Above chart is the monthly rebate trend through November 29, 2023. Recent months tend to get restated higher in subsequent updates.
LMI Program Focus
The CHEAPR program has always had a focus on making an EV more affordable for those who otherwise might find the purchase price too high a barrier. There is an MSRP cap to avoid subsidizing the most expensive vehicles. (Until the recent Tesla price-cutting, Teslas were mostly not eligible.) The program also offers consumers with limited income an extra subsidy, as well as a used EV incentive. The standard for doing so was loosened somewhat in 2023 and now applies to households with an income of no more than 3 times the federal poverty level. This translates to $43,740 for a single person or $90,000 for a family of 4. (These numbers get adjusted every year.)

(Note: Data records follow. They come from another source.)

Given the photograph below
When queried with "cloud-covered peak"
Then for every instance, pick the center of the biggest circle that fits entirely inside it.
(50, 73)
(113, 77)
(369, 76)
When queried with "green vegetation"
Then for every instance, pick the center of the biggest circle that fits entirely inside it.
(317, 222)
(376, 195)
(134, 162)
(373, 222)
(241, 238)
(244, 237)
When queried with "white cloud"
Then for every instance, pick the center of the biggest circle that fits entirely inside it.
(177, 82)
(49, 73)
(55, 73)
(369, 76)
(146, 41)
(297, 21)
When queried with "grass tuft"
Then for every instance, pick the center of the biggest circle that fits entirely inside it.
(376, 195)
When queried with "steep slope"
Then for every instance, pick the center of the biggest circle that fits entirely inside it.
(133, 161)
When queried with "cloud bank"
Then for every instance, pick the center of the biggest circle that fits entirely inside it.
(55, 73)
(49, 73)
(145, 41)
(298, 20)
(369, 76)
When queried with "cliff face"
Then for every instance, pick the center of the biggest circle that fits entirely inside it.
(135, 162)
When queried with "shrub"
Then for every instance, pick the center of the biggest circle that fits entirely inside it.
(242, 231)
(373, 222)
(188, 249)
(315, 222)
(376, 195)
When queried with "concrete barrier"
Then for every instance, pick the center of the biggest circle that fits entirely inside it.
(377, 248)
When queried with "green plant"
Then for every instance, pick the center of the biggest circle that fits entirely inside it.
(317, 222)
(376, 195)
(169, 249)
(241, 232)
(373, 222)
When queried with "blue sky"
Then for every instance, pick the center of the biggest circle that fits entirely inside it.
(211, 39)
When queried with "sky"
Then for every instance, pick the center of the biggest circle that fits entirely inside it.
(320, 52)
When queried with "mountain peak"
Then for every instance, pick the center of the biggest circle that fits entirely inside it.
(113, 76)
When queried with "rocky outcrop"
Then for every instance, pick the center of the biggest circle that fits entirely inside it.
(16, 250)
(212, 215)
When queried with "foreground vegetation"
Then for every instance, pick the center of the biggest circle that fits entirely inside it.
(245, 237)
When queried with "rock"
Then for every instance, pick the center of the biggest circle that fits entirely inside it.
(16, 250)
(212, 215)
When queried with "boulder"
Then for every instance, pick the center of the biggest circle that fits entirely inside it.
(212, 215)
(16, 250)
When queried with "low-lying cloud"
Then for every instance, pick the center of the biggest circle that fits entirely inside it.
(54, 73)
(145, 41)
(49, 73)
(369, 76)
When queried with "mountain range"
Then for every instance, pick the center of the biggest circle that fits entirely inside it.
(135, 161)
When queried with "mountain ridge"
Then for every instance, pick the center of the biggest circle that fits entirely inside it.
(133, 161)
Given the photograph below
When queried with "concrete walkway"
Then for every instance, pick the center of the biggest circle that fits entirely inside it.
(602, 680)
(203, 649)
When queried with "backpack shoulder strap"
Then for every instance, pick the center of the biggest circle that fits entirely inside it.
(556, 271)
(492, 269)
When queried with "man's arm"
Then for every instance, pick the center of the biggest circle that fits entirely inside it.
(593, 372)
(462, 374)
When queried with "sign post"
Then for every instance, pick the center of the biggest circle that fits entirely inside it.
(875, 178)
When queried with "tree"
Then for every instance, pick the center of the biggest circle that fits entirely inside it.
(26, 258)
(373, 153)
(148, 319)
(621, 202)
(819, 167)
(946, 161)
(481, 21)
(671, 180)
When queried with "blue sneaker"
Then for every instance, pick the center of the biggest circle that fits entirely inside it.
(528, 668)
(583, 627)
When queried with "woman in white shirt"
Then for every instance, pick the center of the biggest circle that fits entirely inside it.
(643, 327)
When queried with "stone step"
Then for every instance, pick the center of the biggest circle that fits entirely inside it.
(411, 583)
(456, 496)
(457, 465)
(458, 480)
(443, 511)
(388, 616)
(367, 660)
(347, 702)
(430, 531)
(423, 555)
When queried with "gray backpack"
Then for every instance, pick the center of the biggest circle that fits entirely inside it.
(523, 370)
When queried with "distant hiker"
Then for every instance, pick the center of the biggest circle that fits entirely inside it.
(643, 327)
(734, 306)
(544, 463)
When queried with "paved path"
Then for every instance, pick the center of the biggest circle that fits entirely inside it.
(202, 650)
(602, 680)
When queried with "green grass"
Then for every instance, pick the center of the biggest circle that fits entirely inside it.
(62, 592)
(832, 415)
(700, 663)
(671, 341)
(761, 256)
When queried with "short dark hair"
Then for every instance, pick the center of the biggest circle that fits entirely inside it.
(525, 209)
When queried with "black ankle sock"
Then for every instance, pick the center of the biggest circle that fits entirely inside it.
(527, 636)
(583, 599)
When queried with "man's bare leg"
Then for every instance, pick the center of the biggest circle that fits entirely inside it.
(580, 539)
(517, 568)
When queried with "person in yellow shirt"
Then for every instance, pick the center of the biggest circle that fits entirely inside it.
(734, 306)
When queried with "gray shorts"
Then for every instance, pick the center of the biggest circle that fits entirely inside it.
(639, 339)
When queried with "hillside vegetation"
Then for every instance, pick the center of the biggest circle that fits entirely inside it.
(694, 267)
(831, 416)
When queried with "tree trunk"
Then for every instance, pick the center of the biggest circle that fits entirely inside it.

This revised incentive, often referred to as “LMI” for lower-middle income, also offers a “pre-qualification” voucher. Qualified purchasers obtain the voucher ahead of time, and the amount of the voucher can then be deducted from the price of the vehicle at the time of the sale. Even though it’s more complicated to administer, it represents an improvement for the consumer. Buyers now know ahead of time that they are approved for the rebate and no longer have to front the cash as they did with the earlier program design.
This revised program soft-launched in March of this year. Due to the one-year shelf-life of the voucher, it was expected that there would be a lagging effect. DEEP has reported high interest in the voucher, though specific data are not reported. We can only see the reporting based on redemption. There has definitely been an increase in recent months. We hope they will be higher as more vouchers are in circulation. The chart below tracks the monthly redemptions for 2023 through November. It is likely that November will be restated higher with the next release.
Overall Rebate Volume Slackens But Is Likely to Recover
This is shown in the chart at the top of the post. We believe that this had to do with the base trim level Model Y having been temporarily withdrawn from sale by Tesla as it redesigned the vehicle, and perhaps augmented by the Chevy Bolt’s increasing scarcity as the model sunsets for the time being. The standard range Model Y is back now with an LFP battery, rear-wheel drive configuration for $43,990 (at least today), well under the CHEAPR MSRP cap. The Model Y AWD long range is also under the cap at $48,990. We expect rebate volume to pick up again. CHEAPR has dispensed about $6.8 million year-to-date and is on pace to reach $8 million. This is quadruple what it was in 2022 and is due to greater model availability and the increase in the MSRP cap to $50,000.
The most rebated vehicle this year is the Tesla Model 3 with 927 rebates, followed by the Model Y with 681. These are followed by the Toyota RAV4 Prime (380), Chevy Bolt (274), Volkswagen ID.4 (204), and Hyundai Ioniq 5 (116). All other models were <100.
Fleet Rebates Coming
The final program component included in the 2022 legislation is the rebate program for fleets. It is expected to launch sometime this spring. These apply to commercial, municipal, tribal, and non-profit entities – in other words just about all fleets. Fleets are eligible for up to 10 rebates in a calendar year and 20 total.
There is potentially significant demand for these rebates. Given that potential, and the program having a pretty high burn rate generally, not every applicant will necessarily be granted a rebate. Below is a slide from DEEP indicating how they are prioritizing rebate requests. Please note, the final contours of the program are still being developed.
The reason for these gating criteria is to avoid a lapse in available funds that would cause the program to be paused, like what happened in New Jersey. The rebate size and MSRP cap are the same as with the consumer rebates.
Rebates will be pre-certified (and the funds reserved) with post-purchase repayment.